他的槍口遙指着前方的背影,雖然距離有二十米遠,他覺得自己現在就象是操控生死的神明,對方的每一個動作,甚至呼吸,肌肉的抖動都在他的視線之中,他有絕對的信心,當對方隻要出現一絲異動,他便可以将其擊斃。
劉東屏住呼吸,腦海中快速的思索。這條巷子蜿蜒曲折,仿佛一條細長的絲帶,将兩條繁華的街道緊密相連。巷子兩旁,是錯落有緻的民居,紅牆綠瓦,顯得古色古香。陽光透過屋檐,灑在青石闆路上,映出斑駁的光影。
巷子裏的路面并不寬敞,但也有三米左右的寬度。路旁的牆壁上,挂滿了各種綠植,爲這條小巷增添了一抹生機。
正在劉東有些一籌莫展,準備殊死一搏的時候。巷口忽然傳來嬉笑打鬧的聲音。幾個小學生像是脫缰的野馬,書包在背後上下跳躍,他們沿着巷口一路奔跑追逐。
跑在最前面的孩子,他的腳步快而有力,一邊跑一邊回頭做着鬼臉。幾個緊随其後,臉頰因爲奔跑而泛起了紅暈,嘴裏還不忘喊着:“等等我們,别跑那麽快!”
劉東笑了,而黎水元的瞳孔收縮,食指微動扣下了扳機。
″啪“的一聲清脆的槍響回蕩在巷子裏。
槍響的同時,劉東完全是憑借着自己下意識的本能,他使出了全身的力氣,猛地向前撲出。這個突兀的動作,就像是一個人不小心踩到了一塊石頭,突然失去平衡,然後狼狽地跌倒一樣。
子彈擦着劉東的肩膀過去,帶起一絲血霧。
黎水元再也不敢開第二槍了,因爲劉東已經沖到了那群打鬧的孩子身旁,而本來快樂奔跑的孩子被這突如其來的槍聲震驚,正茫然地看着黎水元。
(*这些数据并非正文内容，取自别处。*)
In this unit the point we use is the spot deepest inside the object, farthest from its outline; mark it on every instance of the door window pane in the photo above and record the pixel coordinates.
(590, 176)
″該死″投鼠忌器,黎水元絕不會拿祖國花朵的生命安全開玩笑,心更是提到了嗓子眼,生怕這個人會挾持這群兒童。
讓他沒想到的是,前面的這個人向前翻滾的身子猛然一頓,腳尖在地上輕輕一點,整個人如同被無形的線拉扯,猛地向後彈射。
劉東的身體在空中翻轉,右手迅速從袖中抽出一對鋒利的刮臉刀,刀尖在陽光下閃爍着冷冽的光芒。
落地的一刹那,劉東的身體幾乎與地面平行,他的動作流暢而迅猛,手指一用力刀刃和刀柄中間的部分被捏斷,刀刃在指尖旋轉,如同被賦予了生命。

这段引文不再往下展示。